Di tengah upaya meningkatkan akses layanan kesehatan, Puskesmas seringkali dihadapkan pada situasi pelik: penolakan pasien terhadap tindakan medis. Fenomena ini tidak hanya menguji keterampilan tenaga kesehatan, tetapi juga memicu pertanyaan mendasar tentang batas hak individu, tanggung jawab profesional, dan konsekuensi hukum. Bagaimana seharusnya petugas Puskesmas bersikap ketika pasien menolak pengobatan yang berpotensi menyelamatkan nyawa?
Antara Otonomi Pasien dan Kewajiban Penyelenggara Kesehatan
Prinsip etika medis mengakui hak pasien untuk menolak tindakan medis berdasarkan informed consent.
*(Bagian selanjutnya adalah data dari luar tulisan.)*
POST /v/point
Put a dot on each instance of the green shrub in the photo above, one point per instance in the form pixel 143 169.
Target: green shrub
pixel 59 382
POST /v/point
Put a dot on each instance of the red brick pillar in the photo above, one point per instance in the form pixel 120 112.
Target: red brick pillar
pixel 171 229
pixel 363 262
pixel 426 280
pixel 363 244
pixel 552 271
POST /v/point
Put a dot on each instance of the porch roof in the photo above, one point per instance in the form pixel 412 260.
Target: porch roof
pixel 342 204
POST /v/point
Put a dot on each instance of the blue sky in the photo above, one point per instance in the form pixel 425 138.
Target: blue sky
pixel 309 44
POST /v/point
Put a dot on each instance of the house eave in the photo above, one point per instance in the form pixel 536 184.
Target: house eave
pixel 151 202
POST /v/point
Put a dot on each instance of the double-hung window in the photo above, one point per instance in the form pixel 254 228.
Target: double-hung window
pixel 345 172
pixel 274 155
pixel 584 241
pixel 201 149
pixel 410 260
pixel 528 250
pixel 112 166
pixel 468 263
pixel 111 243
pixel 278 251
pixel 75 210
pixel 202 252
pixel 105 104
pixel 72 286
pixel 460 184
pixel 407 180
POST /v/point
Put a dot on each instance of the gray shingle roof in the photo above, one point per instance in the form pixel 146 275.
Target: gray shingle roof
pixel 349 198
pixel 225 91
Namun, di Puskesmas—terutama di daerah terpencil—penolakan sering kali dipicu oleh faktor non-medis, seperti keyakinan budaya, ketidakpahaman, atau ketidakpercayaan terhadap sistem kesehatan. Misalnya, seorang ibu hamil menolak rujukan ke rumah sakit karena takut biaya, meski kondisinya mengancam jiwa. Di sini, tenaga kesehatan dihadapkan pada dilema: menghormati keputusan pasien atau memprioritaskan kewajiban menyelamatkan nyawa.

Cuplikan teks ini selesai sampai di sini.